You read about all sorts of depressing things when you look at the Ninth Circuit and California Court of Appeal opinions. Murders. Rapes. Child abuse. Lots of nasty, nasty stuff. Stuff that ends of making you alternately happy to be where you are and yet saddened by the human condition.
This opinion is a different type of non-uplifting story. It's not a criminal case, which is where most of the ugly stuff appears. But it still tells a tale that's part of the There-But-For-The-Grace-Of-God-type of opinions:
Sometime around 2007, when David would have been about 51 years old
(and Lynn about 47), David was diagnosed with frontotemporal dementia, otherwise
called FTD. Frontotemporal dementia is a term that describes a group of mental
disorders affecting both an individual’s memory and personality. Often the afflicted
person will begin to act out of character. In David’s case, his dementia
appears to have precipitated a craving for alcohol and a hostility toward his family (his
wife Lynn and their three young adult children). . . .
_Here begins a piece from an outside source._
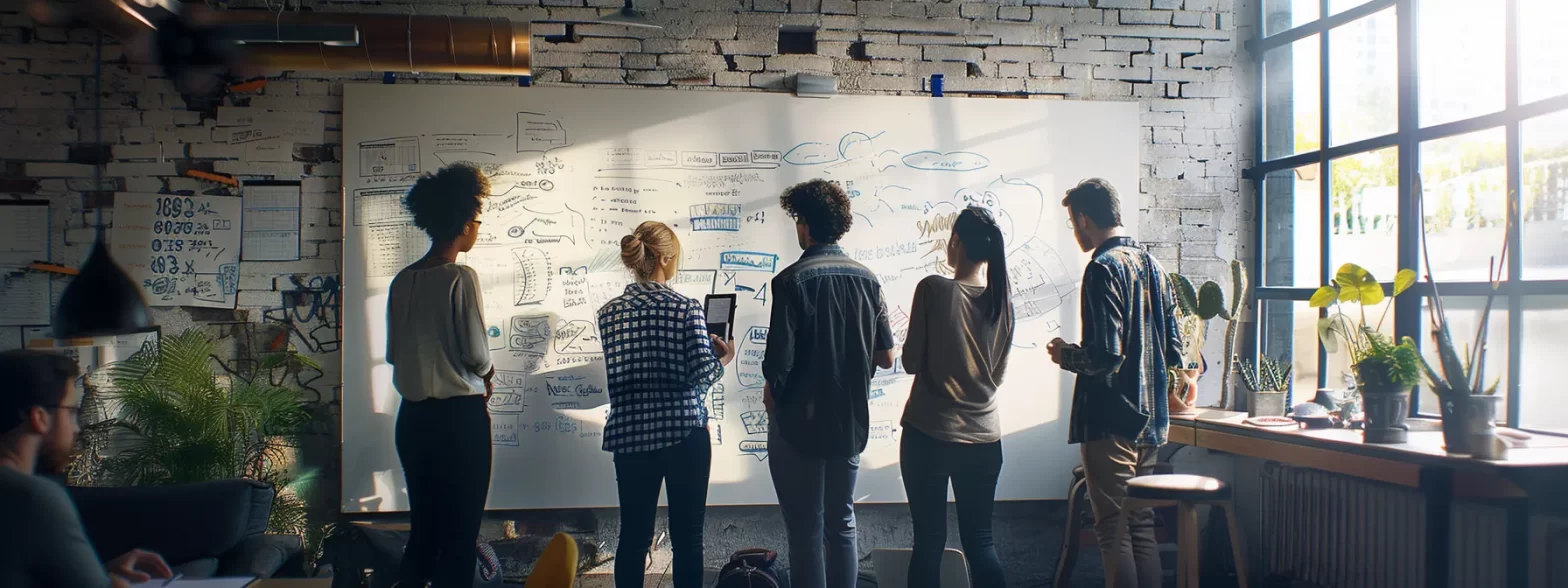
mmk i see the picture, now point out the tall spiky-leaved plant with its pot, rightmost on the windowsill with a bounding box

The record does show David’s condition has been more specifically
classified as “semantic” dementia, which impairs parts of the brain affecting language.
While David appears to have lost the ability to articulate words, or read or write, there is
some indication in the record he can communicate his thoughts and feelings through
gestures, like a thumbs up sign for yes or crossing his arms over his chest for no.
Whether or not his thoughts and feelings are themselves the product of his dementia
appears to be an open question.
Beginning in 2007, Lynn began to manage the couple’s real property
empire alone. During this period, David began more and more to perceive his wife Lynn
and his children as his enemies. He wasn’t exactly banished, like Rochester’s wife in
Jane Eyre, to an attic, but – apparently, at Lynn’s direction – he did begin living in a
cottage in back of the family home.
Perhaps because of this estrangement from his family, in June 2009, David
signed a power of attorney form giving his sister Andrea control over all his financial
matters. A little more than a year later, in September 2010, Andrea caused David to file a petition for dissolution of his marriage to Lynn. But the proceeding went nowhere. In
March 2011, at Lynn’s behest, the family law court dismissed the dissolution action,
finding that David lacked the “necessary mental capacity to form or express his
independent resolve, free of any undue influence, to legally dissolve his long term
marriage based on irreconcilable differences.” The family law judge continued: “The
evidence is overwhelming that David lacks the requisite mental capacity to maintain
these proceedings and any evidence to the contrary is characterized as de minimis, if any
As if to confirm the family court’s characterization of David’s lack of
capacity, the day after the family law judge dismissed the dissolution action there was an
incident in the family home that prompted his temporary hospitalization under section
5150 of the Civil Code. A gun was visible on a counter and David made “shooting
motions” toward Lynn and his daughter Rachel. The incident prompted Lynn to call the
police, who took David to the “psych ward” at UCI Medical Center. (David’s inability to
speak would have, if anything, made the gesture more objectively frightening since it
could have conveyed more than just ineffable antipathy.)
David was soon transferred, at Lynn’s direction, from the UCI center to a
facility called Silverado. Andrea, however, objected to Silverado, and took David from
Silverado to her own home in Escondido. There he developed a habit of breaking into
neighbors’ houses to take beer from their refrigerators."